Закрывшись у себя в каюте, Антонида Антоновна думала о Климовицком. Она и вправду почти не знала его. Две или три мимолетные встречи и та, совершенно случайная, в ресторане, когда… Собственно, и там ровным счетом ничего не случилось. Совершенно чужой человек. Нежданно промелькнул и пропал. Она и думать о нем забыла, и не вспоминала про него никогда, и только при встречах с Марго взвихрялся мутный осадок.

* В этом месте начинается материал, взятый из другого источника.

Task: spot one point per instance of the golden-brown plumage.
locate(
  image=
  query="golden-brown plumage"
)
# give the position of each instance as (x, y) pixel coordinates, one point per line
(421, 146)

Отношения никогда не были особенно теплыми, но декорум соблюдался. Чего делить? О том, что у Марго появился новый друг сердца — Антониду коробило слово «любовник», — она узнала последней. Ну, появился, так появился. Эка невидаль. Брат не интересовался интимной жизнью жены, она отвечала ему полной взаимностью. Современные люди, черт их дери. Мальчишек, конечно, жалко, особенно Владика, но не лезть же в чужую жизнь. Антонида и вида не показывала. Ей претили всякие там выяснения и вообще бабские разговорчики. С людьми, которые нравились, сходилась легко, но и расставалась столь же бесповоротно и быстро. Середины не признавала: либо друг, либо совершенно чужой. С последней подругой порвала еще в университете и от мужа ушла, не промолвив и слова. Побросала в сумку самое необходимое — и прощай. При разводе вернула девичью фамилию, будто и не было ничего. Недаром ее считали максималисткой и даже прозвали «морской волчицей». Школьная кличка закрепилась надолго. Тина и впрямь любила Джека Лондона, особенно его женщин. С ума сходила от «Прибоя Канака», мечтая хоть одним глазком взглянуть на Гавайи. Смешно вспоминать, но при первом знакомстве Марго показалась ей похожей на Иду Бартон. Такой она рисовалась в воображении. Разочарование пришло чуть ли не на другой день. В реальной жизни не было места романтическим героиням, как, впрочем, и настоящим героям. Идеалом благородства оставался отец и еще покойный Игнатий Глебович, но его Тина помнила плохо.